Oh OP, feel for you and well done for being so supportive of your kid! I know how hard r is. Our 8 year old (also a boy) still cannot sleep by himself either most nights. He can’t fall asleep without me or DH lying next to him in his bed, and abo it half the time he comes to our bed during the night. He is even sharing a room with his sister (10) and still he can’t sleep through the night there regularly. DD is a great sleeper , always has been. DS was like that from birth, colicky and would cry for hours during the night as a baby and didn’t sleep through until around 3 years.

think kids are just so different. DS is a lot like me, on the anxious side, and I recall how I as a kid couldn’t sleep either and the nights sneaking through the house to my parents bedroom and trying to quietl get into their bed without them noticing, sometimes I laid at their feet just to be n their bed without them waking up! If they did wake up they always told me to go back to my own bd and so. Did and laid there awake and scared for hours. Don’t want that for DS. Because of my ow experience I’m not sure there is n easy solution. Yes, you can perhaps insist the kids stay in their own bed, but not be sure the kid feels ok.

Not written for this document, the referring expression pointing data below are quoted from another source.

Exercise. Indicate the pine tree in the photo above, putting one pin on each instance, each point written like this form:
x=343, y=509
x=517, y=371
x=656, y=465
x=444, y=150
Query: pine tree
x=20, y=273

what I would do is look at his life in general, are there reasons he may be anxious at night? If nothing obvious, then just keep working at it slowly and compassionately, making him feel safe in his own bed. Unless he has serious mental health issues, he will grow out of it. By 16, assure you he won’t be sleeping in your bed!

OrlandointheWilderness · 11/09/2024 09:35

He isn't traumatised and anxious - if he was, he wouldn't be happy in his own bed for 5 nights when he had nits! You are encouraging and enabling this behaviour by being so soft!you aren't doing him any favours teaching him that his wants come before everyone else at night. Poor kid.